Not All Tesla Customers Will Get Expected Tax Rebates on Model 3

Tesla's new electric vehicle, the Model 3, is making waves throughout the market. Thousands of buyers are looking to get their hands on the luxurious, energy-efficient, affordably-priced car. At $35,000 before any governmental rebates, the Model 3's price can't be beaten by other electric vehicle producers. Thousands of dollars in state and federal rebates are offered to buyers, thus making the car an even better deal, but the rebates are not as easy to get as a buyer might think. According to Rob Nikolewski's article in the L.A. Times, buyers shouldn't count on the rebates when determining whether they can afford to purchase Tesla's Model 3.

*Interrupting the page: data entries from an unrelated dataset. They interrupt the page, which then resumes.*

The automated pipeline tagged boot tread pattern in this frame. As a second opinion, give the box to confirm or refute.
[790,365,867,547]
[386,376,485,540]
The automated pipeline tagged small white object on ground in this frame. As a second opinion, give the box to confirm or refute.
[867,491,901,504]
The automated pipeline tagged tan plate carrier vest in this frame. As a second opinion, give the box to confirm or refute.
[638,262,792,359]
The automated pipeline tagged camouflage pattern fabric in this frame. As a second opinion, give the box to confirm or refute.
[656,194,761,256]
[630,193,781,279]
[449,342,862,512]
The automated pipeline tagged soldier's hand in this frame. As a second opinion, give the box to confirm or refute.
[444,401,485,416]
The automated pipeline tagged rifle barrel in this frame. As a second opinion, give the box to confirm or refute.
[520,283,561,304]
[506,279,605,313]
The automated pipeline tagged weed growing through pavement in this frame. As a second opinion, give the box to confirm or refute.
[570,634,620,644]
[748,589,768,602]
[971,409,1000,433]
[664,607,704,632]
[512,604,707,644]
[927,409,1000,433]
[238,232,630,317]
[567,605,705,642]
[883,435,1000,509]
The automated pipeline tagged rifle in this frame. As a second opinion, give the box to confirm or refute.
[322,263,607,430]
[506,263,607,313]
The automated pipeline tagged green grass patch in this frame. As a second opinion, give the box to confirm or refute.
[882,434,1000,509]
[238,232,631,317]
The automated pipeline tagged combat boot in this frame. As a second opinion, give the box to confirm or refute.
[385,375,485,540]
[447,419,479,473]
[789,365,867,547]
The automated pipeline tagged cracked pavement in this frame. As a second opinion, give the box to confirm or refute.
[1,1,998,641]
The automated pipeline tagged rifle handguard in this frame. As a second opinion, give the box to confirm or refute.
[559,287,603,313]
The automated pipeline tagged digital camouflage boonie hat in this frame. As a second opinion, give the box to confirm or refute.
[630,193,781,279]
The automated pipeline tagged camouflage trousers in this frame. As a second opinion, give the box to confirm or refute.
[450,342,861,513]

Just this week, Tesla allowed potential customers from around the world to put down a $1,000 deposit in order to reserve their Model 3, which won't actually hit the market until December 2017. In the first 3 days, over 270,000 customers reserved their future vehicle, drawn in by its price, appearance, and the Tesla brand name. Many also took into account potential rebates that they expect to receive from the government, which Nikolewski considers an unfortunate oversight. According to him, most of the government rebates could run out by the time people get behind the wheel of their Model 3.

Southern Californians can receive $7,500 from federal subsidies and $2,500 from state subsidies when purchasing one of Tesla's electric vehicles. Unfortunately, the subsidies are only allowed for a certain number of customers. After 200,000 Tesla vehicles have been sold, the government will start to phase out the subsidies until, eventually, there will be none left. Additionally,  the state recently announced that wealthy buyers (a head of household income of greater than $340,000 or a single filer income greater than $250,000) will not qualify for the state rebates at all. So, some buyers are trying to play the odds to have the greatest chance of getting the $10,000 in tax rebates.

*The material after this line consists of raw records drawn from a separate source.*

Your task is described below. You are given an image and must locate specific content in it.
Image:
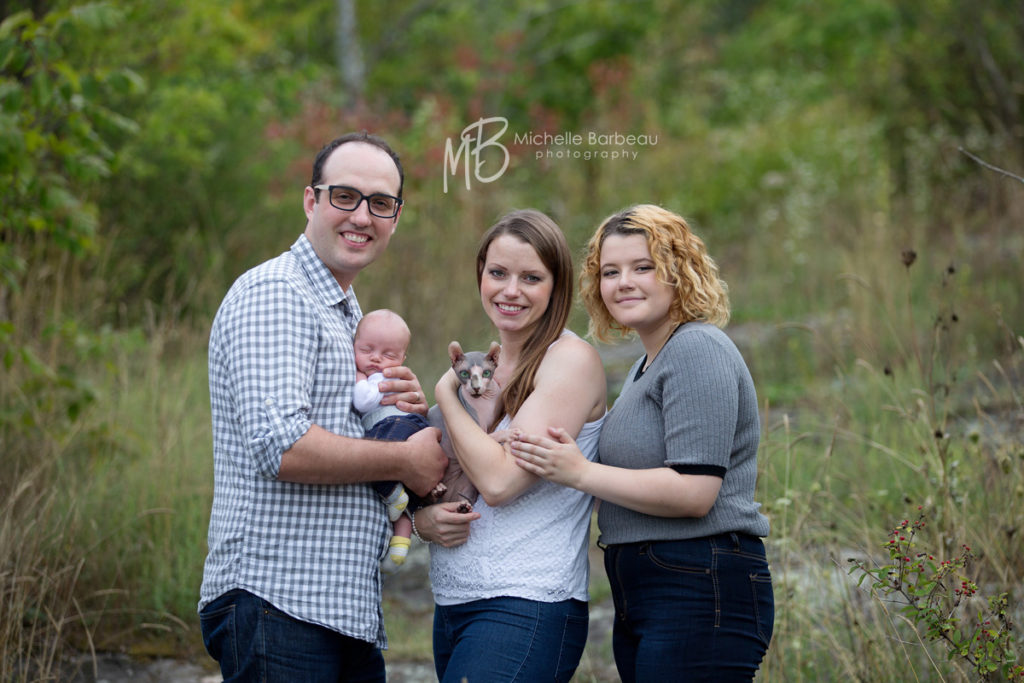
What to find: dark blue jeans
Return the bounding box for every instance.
[366,413,430,501]
[604,533,774,682]
[432,596,589,683]
[200,589,385,682]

One customer in Santa Monica, Paul Scott, decided to go for the $50,000 version of the Model 3, which comes "fully loaded." Scott's logic in ordering the most expensive model is that he assumes that Tesla will produce their more expensive models earliest, which means that he will have a greater chance of getting the rebates before they run out. Either way, Scott asserts, he is fully willing to buy the car, whether he gets the tax credit or not. Other buyers, however, don't even seem to realize that the tax rebates are not a definite source of income. They are assuming that the price will automatically be $10,000 less, and are making their purchasing decisions with incorrect numbers, a mistake that they will regret.

Tesla needs to make the terms much more clear for customers. While $35,000 is still an incredibly low price, especially for a high-end, energy-efficient vehicle that grants owners the use of Tesla's supercharger stations, customers will not be happy if they find out that they won't be able to get the $10,000 in tax credits that they had expected. For all we know, California may decide to raise the number of individuals to which they will grant rebates, in order to encourage more potential buyers into greener vehicles. So, it is possible that a lot more than 200,000 customers will get tax credits. Either way, Tesla needs to make the situation as transparent as possible so as to avoid upsetting customers and losing potential customers forever.